Quando l’ho letto ho pensato: “Diamine, wow!”. Non solo riflettendo su quante persone che hanno fatto la storia di musica e letteratura lei abbia incontrato, ma anche per il suo modo personalissimo di ricordarsi del Natale.

Il mio modo personalissimo di prepararmi al nuovo anno è, da qualche capodanno a questa parte, scrivere di lei, e di lei e me.

Nei 365 giorni che sto per lasciarmi alle spalle mi rendo conto di aver corso all’impazzata a cavallo fra i miei trentasette e trentotto anni, percorrendo territori sconosciuti terribili a tratti, straordinari.
Il ventre mi si è gonfiato come vela di maestrale, nuda, in acqua, ho partorito mio figlio, tra grida, sangue, mani di uomo amato sulla fronte. Ho sentito tutto il potere di cui sono regina e poi la fragilità, la stanchezza, la solitudine, la tenerezza, la passione, l’amore.

Tutto diverso,
tutto maestoso e bellissimo,
tutto tragico,
tutto disordinato,
tutto vero a perdifiato.

Capisco in altro modo, lo dico, lo scrivo, lo ridico, lo riscrivo.
Giro lo sguardo interiore come la testa delle civette e vedo cose che prima non sapevo esistessero.
E Patti e lì. Con un altro libro da leggere (da Devotion, Patti Smith, Edizione Passaggi Bompiani), insieme all’uomo con cui condivido l’affetto e la stima per lei. Libro letto lentamente, abitando i brandelli di tempo comune senza bocca da nutrire, culo da pulire, vita da crescere, benedetta in ogni cellula, in eterno.

Patti parte, attraversa l’oceano verso l’Europa continuamente. Sceglie con cura i libri da portare in viaggio e chiude gli occhi immaginando di trovarsi sulla punta di enormi ghiacciai:

Mi sistemo al mio posto, bevo acqua minerale, e mi lascio trasportare da un libro che racconta una vita, un frammento di Simone Weil.
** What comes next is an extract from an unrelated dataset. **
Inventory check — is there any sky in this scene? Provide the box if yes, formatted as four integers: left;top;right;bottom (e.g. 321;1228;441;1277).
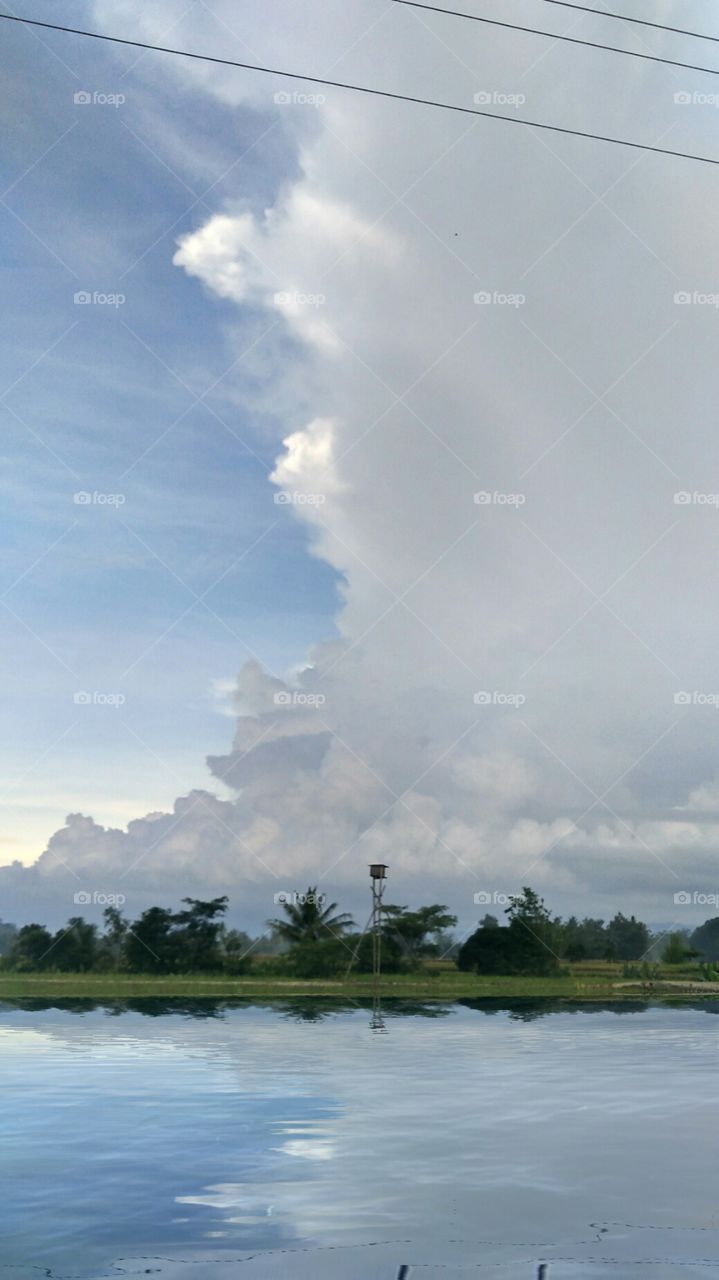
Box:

Il libro scelto di fretta si è rivelato più che utile e il soggetto è un modello ammirevole per una moltitudine di modi di pensare. […] Chiudendo gli occhi, visualizzo la cima di un ghiacciaio e scivolo in un’intima primavera rovente circondata da pareti impenetrabili di ghiaccio.
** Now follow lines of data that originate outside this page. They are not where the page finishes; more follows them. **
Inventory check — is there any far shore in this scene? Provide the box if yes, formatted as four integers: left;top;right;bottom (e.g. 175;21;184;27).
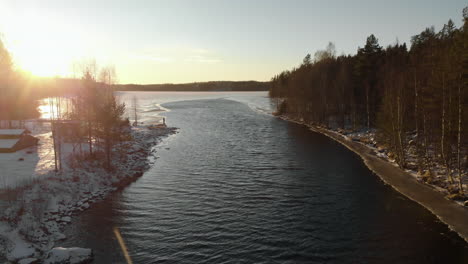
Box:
279;116;468;243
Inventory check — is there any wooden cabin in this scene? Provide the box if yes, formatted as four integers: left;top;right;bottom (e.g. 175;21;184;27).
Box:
0;129;39;153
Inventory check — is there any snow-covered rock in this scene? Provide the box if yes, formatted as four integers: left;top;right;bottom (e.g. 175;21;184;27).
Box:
18;258;39;264
44;247;93;264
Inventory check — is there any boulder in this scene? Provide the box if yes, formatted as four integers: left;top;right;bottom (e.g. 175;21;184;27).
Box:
44;247;93;264
18;258;39;264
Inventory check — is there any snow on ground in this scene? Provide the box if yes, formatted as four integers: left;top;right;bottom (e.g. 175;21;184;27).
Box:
0;127;176;263
44;247;93;264
0;121;54;192
280;115;468;206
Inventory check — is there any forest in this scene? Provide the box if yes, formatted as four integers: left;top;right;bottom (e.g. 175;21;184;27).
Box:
269;7;468;192
116;81;269;92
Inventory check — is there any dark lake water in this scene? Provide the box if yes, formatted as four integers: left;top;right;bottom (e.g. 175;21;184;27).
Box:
64;94;468;263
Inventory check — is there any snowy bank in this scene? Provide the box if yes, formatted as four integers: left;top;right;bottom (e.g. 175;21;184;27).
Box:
279;116;468;242
0;127;176;263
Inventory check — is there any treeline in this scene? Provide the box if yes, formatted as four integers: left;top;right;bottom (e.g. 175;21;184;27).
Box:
270;7;468;189
116;81;270;92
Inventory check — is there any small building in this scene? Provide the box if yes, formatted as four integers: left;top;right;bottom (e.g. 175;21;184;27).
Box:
0;129;39;153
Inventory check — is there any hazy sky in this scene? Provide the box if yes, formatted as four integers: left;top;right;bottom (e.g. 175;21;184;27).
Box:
0;0;468;83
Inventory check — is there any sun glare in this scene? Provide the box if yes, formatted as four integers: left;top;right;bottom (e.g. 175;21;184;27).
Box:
4;7;84;77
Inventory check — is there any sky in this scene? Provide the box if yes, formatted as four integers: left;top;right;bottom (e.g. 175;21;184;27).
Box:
0;0;468;84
Patti è con noi, come una maestra interiore, la leggiamo, l’ascoltiamo, la citiamo mentre diamo forma ai nostri sogni futuri di viaggi, di arte nelle mani, di libertà realizzate, di identità inesplorate.
Noi, per niente precisi ed efficienti… Le sue visioni ci danno il coraggio di navigare a zonzo fra i nostri desideri, mangiando mandorle sul divano e
intrecciando i piedi e i fiati ad ogni riga,
gli sguardi e cuori,
la stanchezza e i dolori.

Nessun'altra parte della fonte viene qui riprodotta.